Sullivan FOI disclosure about Dobell raises questions for Peter Ladner

During his term as mayor, Sam Sullivan has often refused – allegedly on the advice of his lawyer — to disclose who he met with or what he achieved on eight taxpayer-funded trips to Ottawa and Victoria.

Now, thanks to a Freedom of Information disclosure that I requested and obtained from the City of Vancouver, we know what Sullivan achieved: very little, even though $250-an-hour lobbyist Ken Dobell accompanied him on one Ottawa trip.

(The request sought all records and briefing notes related to Sullivan’s trips to Ottawa and Victoria during his term. In response to public outcry, Sullivan did make limited media disclosures of some aspects of his trips in late 2006 and 2007.)

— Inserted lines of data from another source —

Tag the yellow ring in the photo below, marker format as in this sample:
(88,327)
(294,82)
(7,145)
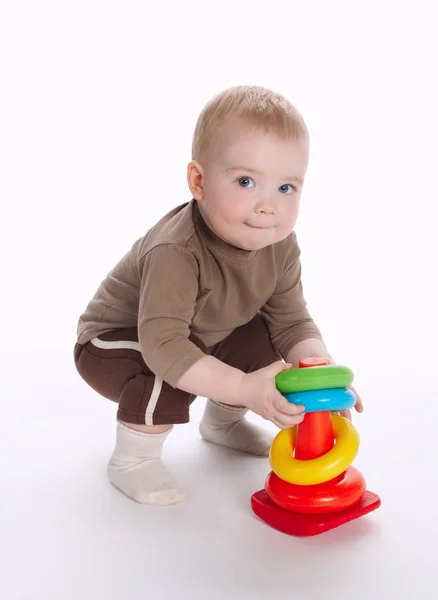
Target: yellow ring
(316,470)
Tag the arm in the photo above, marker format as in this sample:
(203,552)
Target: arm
(286,314)
(211,378)
(306,349)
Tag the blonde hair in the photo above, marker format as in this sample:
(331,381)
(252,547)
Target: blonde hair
(255,106)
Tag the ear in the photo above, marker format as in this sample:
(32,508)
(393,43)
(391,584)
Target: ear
(195,176)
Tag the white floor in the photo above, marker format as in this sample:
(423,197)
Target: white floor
(66,533)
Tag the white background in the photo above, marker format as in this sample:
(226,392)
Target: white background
(98,105)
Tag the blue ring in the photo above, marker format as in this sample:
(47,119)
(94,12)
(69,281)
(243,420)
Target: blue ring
(331,399)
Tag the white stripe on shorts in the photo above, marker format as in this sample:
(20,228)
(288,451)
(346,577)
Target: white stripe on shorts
(115,345)
(158,383)
(149,415)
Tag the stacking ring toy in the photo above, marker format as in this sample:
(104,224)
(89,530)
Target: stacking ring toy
(324,497)
(316,378)
(316,470)
(317,400)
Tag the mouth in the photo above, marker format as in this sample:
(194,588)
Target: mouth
(258,226)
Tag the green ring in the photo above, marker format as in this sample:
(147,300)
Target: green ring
(314,378)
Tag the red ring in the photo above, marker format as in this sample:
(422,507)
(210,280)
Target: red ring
(330,496)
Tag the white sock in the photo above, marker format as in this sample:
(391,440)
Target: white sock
(225,425)
(135,467)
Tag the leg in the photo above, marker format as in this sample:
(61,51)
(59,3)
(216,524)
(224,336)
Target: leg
(248,348)
(113,366)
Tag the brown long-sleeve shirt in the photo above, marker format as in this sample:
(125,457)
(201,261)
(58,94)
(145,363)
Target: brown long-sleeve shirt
(181,278)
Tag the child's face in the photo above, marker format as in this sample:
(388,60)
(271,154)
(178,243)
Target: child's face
(250,186)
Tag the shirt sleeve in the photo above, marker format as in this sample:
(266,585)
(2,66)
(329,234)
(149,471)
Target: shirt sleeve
(168,292)
(286,314)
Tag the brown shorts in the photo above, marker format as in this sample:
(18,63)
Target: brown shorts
(113,366)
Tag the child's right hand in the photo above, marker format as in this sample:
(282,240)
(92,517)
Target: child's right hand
(258,392)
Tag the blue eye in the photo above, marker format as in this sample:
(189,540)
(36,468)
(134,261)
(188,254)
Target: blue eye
(285,191)
(245,181)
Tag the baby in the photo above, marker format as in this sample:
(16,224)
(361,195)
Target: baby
(209,302)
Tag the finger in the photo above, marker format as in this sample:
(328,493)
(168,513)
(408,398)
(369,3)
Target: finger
(278,367)
(288,408)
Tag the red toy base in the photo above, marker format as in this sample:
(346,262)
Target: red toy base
(300,524)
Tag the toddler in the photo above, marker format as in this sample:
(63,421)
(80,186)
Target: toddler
(209,302)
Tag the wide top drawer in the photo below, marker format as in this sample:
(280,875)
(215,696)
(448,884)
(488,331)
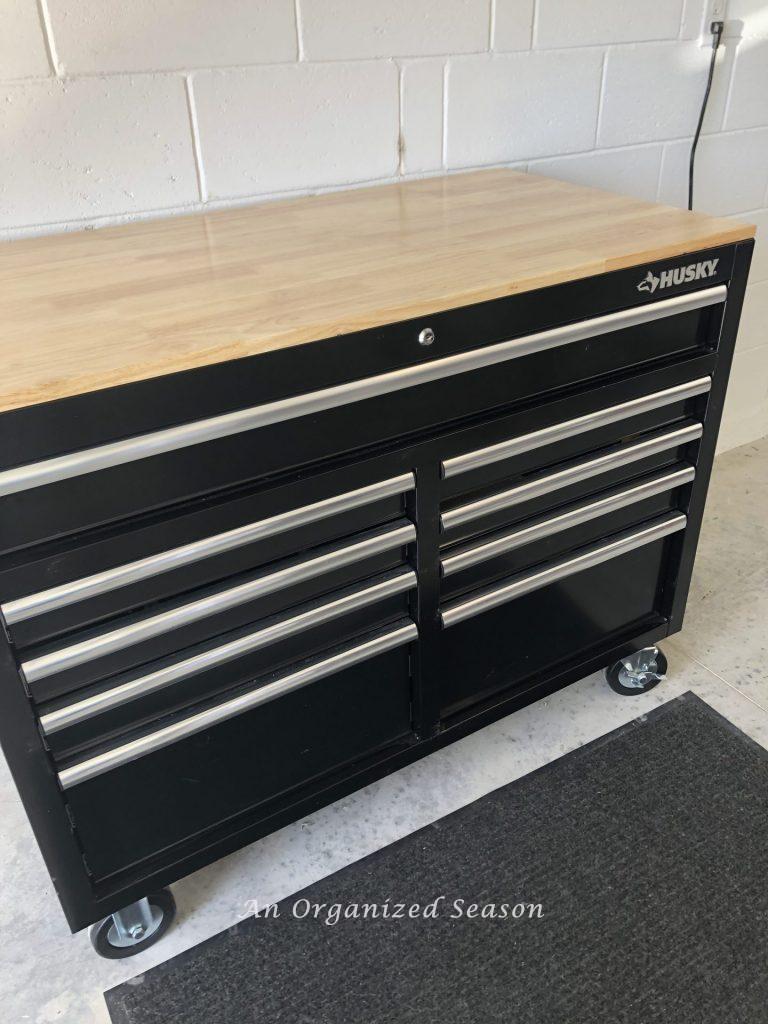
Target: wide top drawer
(74,458)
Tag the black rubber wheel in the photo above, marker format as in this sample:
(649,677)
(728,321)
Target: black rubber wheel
(103,937)
(614,673)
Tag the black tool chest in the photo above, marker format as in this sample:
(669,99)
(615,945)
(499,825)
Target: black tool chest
(233,594)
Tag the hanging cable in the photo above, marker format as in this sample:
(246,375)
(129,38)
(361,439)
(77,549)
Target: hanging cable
(717,34)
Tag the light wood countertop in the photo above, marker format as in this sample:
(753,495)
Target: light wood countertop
(92,309)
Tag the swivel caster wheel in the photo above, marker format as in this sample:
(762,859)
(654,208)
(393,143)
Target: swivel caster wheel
(637,673)
(135,928)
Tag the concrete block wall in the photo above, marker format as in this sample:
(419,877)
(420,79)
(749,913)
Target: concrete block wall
(114,111)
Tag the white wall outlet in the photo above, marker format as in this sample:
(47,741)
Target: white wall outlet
(715,10)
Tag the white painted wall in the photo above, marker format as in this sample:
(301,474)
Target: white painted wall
(114,110)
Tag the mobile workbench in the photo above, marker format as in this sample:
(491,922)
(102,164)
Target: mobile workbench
(294,494)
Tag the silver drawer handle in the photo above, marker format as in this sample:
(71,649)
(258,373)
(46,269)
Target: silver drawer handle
(471,555)
(220,713)
(119,453)
(100,583)
(572,474)
(569,428)
(594,555)
(143,629)
(100,702)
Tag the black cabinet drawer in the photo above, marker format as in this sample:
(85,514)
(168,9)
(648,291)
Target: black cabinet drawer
(80,489)
(543,539)
(500,637)
(85,656)
(112,709)
(92,580)
(199,771)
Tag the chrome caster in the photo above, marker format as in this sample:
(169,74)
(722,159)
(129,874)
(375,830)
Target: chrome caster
(637,673)
(135,928)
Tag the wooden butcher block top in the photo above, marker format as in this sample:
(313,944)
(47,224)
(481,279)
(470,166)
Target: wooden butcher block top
(92,309)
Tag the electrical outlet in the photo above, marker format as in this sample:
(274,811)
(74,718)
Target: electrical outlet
(715,10)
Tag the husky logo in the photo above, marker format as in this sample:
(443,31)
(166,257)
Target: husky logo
(694,271)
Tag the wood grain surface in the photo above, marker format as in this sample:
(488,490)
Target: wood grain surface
(91,309)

One key Ottawa visit, in December 2006, included councillor Suzanne Anton, city manager Judy Rogers and Dobell, a hired city lobbyist and former special advisor to the Premier.

Dobell’s presence was not disclosed by Sullivan in his news release at the time, perhaps because Dobell had been hired to lobby for the city. If Sullivan was in Ottawa, why bring along Dobell? Or vice versa?

As a result of his untendered city contracts, worth more than $300,000, Dobell later pleaded guilty to violations of provincial lobbying laws and narrowly avoided influence-peddling charges.

The FOI disclosure raises two questions for NPA mayoral hopeful Peter Ladner, who has said he will “have no hesitation in supporting the legacy Sam has left us.”

First, will Ladner state publicly that Sullivan was wrong to withhold details of his travel and will he pledge to report to council on all trips he makes if elected?

Second, does he agree that the untendered $300,000 contract for Dobell, in addition to a $250 an hour lobbying contract worth up to $150,000, was wrong? Will he pledge not to use paid lobbyists if elected? Will he, in fact, represent the city himself, as other city mayors do?

Sullivan’s Dec. 6, 2006, news release regarding the Ottawa trip did not disclose Dobell’s role in the delegation, which appears to have been designed to support efforts to obtain federal funding for a city “cultural precinct.”

Sullivan later justified Dobell’s lobbying contract by saying that he “made my lobbying efforts more successful by teaching me how to avoid certain topics.”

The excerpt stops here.